Setting up Domain-wide Delegation for n8n

Domain-wide Delegation allows your Service Account to act on behalf of users in your Google Workspace. This is what lets the workflow automatically suspend a Google account on the employee's last day.

Before you start, make sure you have:

• A Google Workspace admin account
• A Service Account already created in Google Cloud Console (Google's official guide →)

---

Step 1: Find your Service Account Client ID

1. Go to console.cloud.google.com
2. Go to IAM & Admin → Service Accounts
3. Click your Service Account
4. Copy the Unique ID. This is a long number, not the email address

---

Step 2: Enable Domain-wide Delegation in Google Admin

1. Go to admin.google.com
2. Go to Security → Access and data control → API controls
3. Click Manage Domain Wide Delegation
4. Click Add new
5. Paste your Service Account Unique ID into the Client ID field
6. Add the following OAuth scope: https://www.googleapis.com/auth/admin.directory.user
7. Click Authorise

---

Step 3: Wait for propagation

Domain-wide Delegation can take up to 30 minutes to take effect after being enabled.

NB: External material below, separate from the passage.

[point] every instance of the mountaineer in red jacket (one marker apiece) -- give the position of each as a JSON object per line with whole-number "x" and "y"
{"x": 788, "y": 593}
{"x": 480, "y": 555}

If you see an unauthorized_client error when testing your workflow, wait and try again.

---

Troubleshooting

I cannot find "Manage Domain Wide Delegation" You must be signed in as a Google Workspace super admin. Regular admin accounts do not have access to this setting.

The workflow suspends accounts in the wrong domain Make sure the WORKSPACE_DOMAIN value in your configurator matches the primary domain of your Google Workspace, not a secondary domain.